Griffith, S. "Growing Machines"

Abstract

Biological systems are replete with examples of high complexity structures that have "self assembled," or more accurately, programmatically assembled from many smaller, simpler components. By comparison, the fabrication systems engineered by humans are typically top down, or subtractive, processes where systems of limited complexity are carved from bulk materials. Self-assembly to date has resembled crystallization more than it has the programmatic assembly of complex or useful structures " these systems are information limited. This thesis explores the programming of self-assembling systems by the introduction of small amounts of state to the sub-units of the assembly.

A six-state, kinematic, conformational latching component is presented that is capable of self-replicating bit strings of two shape differentiated versions of the same component where the two variants represent the 0 and 1 bits. Individual units do not assemble until a string is introduced to the assembly environment to be copied.

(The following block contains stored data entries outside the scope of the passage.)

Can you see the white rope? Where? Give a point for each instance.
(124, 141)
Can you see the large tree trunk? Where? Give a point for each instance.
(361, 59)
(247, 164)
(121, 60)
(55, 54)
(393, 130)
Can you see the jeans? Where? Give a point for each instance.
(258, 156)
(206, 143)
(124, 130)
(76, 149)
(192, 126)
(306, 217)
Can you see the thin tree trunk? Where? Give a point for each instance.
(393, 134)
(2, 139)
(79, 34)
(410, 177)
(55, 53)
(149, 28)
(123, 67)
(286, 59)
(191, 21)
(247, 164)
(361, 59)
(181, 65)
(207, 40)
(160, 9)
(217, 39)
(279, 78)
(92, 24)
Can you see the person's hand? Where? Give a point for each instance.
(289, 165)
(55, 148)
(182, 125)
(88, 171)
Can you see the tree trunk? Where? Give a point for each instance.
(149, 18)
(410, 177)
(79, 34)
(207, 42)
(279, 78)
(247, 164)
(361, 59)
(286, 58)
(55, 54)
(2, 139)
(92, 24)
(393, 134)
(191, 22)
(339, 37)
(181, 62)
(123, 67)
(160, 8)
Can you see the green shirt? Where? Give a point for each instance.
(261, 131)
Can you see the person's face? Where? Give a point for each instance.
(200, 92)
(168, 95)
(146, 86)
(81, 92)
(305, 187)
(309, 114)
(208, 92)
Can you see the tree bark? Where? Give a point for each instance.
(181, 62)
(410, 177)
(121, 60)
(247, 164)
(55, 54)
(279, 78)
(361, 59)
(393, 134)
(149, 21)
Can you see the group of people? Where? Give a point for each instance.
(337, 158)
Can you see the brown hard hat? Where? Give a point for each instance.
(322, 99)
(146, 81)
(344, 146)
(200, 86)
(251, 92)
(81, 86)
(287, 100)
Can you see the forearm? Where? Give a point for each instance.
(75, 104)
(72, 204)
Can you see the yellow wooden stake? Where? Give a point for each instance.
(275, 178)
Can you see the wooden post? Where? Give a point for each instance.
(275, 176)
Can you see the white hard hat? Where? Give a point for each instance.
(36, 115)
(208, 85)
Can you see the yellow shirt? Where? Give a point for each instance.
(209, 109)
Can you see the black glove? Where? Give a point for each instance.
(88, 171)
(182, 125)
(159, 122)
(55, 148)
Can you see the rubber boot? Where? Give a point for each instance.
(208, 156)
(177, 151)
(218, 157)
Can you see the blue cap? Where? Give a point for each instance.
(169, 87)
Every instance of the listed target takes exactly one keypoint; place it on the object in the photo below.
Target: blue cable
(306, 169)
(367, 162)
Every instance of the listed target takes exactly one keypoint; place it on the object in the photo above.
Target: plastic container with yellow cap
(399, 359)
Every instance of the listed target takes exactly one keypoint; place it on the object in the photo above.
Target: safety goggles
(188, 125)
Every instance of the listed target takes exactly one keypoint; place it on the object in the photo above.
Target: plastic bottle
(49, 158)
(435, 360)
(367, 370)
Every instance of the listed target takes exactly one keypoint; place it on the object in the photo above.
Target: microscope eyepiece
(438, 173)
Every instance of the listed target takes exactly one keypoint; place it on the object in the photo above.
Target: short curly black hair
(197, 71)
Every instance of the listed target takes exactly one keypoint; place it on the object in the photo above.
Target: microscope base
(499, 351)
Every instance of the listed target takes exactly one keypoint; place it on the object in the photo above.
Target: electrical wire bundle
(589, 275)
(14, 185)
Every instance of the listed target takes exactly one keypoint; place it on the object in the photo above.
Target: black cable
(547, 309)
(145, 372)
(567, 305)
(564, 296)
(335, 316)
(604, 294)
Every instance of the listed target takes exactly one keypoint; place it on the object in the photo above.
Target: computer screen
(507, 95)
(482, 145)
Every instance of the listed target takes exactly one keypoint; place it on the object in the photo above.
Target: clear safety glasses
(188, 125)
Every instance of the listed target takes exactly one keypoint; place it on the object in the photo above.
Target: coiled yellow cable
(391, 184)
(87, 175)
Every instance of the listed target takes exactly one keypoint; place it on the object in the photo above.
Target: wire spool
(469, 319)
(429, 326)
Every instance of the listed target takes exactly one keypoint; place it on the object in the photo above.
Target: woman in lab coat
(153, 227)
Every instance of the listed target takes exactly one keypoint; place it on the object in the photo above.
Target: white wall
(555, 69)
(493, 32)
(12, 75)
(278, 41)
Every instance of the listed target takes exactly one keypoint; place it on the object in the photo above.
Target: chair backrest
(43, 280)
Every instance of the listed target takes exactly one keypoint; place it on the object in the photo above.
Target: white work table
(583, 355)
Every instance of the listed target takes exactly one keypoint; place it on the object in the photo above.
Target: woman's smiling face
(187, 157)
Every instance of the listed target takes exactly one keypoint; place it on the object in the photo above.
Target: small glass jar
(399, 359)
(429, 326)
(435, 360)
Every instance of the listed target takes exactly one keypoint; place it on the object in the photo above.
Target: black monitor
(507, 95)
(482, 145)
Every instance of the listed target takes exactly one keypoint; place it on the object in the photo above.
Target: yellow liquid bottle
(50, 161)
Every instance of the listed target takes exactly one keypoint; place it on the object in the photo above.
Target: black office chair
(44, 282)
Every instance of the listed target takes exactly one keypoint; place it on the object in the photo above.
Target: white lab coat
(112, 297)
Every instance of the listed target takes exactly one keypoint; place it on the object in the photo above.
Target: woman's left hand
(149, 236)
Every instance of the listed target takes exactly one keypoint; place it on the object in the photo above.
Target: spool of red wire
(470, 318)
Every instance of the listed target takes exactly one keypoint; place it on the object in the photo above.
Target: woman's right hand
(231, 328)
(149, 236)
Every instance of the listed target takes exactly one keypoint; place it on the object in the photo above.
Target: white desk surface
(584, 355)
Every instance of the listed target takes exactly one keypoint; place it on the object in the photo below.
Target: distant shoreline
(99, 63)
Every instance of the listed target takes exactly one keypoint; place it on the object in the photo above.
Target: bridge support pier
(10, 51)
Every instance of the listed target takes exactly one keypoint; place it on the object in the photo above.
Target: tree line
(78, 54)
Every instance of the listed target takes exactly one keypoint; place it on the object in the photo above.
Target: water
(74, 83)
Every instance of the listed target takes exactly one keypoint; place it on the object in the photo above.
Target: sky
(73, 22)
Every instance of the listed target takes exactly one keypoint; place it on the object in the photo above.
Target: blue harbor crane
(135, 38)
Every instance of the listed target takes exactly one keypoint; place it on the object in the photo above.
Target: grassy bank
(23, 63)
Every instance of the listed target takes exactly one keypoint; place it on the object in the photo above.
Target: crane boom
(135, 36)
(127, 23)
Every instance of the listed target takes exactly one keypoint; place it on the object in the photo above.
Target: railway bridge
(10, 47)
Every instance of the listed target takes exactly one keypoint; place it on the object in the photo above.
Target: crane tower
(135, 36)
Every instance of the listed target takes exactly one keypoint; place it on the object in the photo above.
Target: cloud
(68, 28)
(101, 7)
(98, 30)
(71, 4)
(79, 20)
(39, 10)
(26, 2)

Electro-mechanical state machine emulators were constructed. Operating on an air table, the units demonstrated logic limited aggregation, or error-preventing assembly, as well as autonomous self-replication of bit strings.

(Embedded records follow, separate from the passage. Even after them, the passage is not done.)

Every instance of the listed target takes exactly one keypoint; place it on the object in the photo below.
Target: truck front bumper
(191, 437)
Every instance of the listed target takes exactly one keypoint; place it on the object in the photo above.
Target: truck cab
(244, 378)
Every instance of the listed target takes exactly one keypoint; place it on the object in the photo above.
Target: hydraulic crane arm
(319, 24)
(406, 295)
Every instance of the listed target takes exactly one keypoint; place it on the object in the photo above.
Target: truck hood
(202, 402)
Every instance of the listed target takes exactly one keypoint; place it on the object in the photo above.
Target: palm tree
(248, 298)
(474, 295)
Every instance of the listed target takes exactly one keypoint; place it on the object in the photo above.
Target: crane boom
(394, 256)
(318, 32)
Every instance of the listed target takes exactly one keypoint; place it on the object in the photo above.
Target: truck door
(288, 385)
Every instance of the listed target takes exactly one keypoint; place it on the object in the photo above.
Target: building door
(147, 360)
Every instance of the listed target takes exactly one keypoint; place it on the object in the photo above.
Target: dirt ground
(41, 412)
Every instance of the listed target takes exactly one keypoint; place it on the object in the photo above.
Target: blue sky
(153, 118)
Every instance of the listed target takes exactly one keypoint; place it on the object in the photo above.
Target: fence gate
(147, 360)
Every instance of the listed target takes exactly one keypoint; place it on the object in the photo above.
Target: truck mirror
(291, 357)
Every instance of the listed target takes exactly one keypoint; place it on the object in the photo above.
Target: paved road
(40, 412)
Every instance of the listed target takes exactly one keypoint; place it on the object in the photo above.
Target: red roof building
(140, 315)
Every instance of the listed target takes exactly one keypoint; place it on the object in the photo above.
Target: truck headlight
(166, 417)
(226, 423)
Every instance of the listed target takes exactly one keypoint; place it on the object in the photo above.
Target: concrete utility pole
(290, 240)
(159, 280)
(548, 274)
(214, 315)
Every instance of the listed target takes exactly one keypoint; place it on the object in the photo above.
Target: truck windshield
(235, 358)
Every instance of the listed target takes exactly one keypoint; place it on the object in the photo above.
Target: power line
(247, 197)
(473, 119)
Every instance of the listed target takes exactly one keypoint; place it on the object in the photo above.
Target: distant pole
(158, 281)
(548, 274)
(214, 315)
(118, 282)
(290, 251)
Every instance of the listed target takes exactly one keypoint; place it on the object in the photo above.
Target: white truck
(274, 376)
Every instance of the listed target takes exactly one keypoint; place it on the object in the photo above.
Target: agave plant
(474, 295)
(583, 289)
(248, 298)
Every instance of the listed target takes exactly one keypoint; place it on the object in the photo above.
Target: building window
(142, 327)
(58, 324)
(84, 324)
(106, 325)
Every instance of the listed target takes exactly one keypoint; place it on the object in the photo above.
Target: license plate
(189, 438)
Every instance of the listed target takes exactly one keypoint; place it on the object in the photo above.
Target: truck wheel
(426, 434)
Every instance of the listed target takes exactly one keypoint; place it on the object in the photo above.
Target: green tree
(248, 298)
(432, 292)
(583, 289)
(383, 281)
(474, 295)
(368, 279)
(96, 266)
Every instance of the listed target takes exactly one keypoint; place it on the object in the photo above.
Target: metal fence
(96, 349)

A new construction was developed that demonstrates that any two dimensional shape composed of square pixels can be deterministically folded from a linear string of vertex-connected square tiles. This non-intersecting series of folds implies a "resolution' limit of four tiles per pixel. It is shown that four types of tiles, patterned magnetically, is sufficient to construct any shape given sequential folding. The construction was implemented to fold the letters "M I T' from sequences of the 4 tile types.

An analogous construction is developed in three dimensions. It is similarly shown that right-angled tetrahedrons, when folded from an edge-connected string, can generate any three dimensional structure where the primitive pixel (or voxel) is a rhombic hexahedron. This construction suggests a concept of 3D completeness.

In combination, these pieces of work suggest that a manufacturing system based on four tiles, with seven states per tile, is capable of self-replication of arbitrary 3D structure by copying, then folding, bit strings of those tiles where the desired structure is encoded in the tile sequence.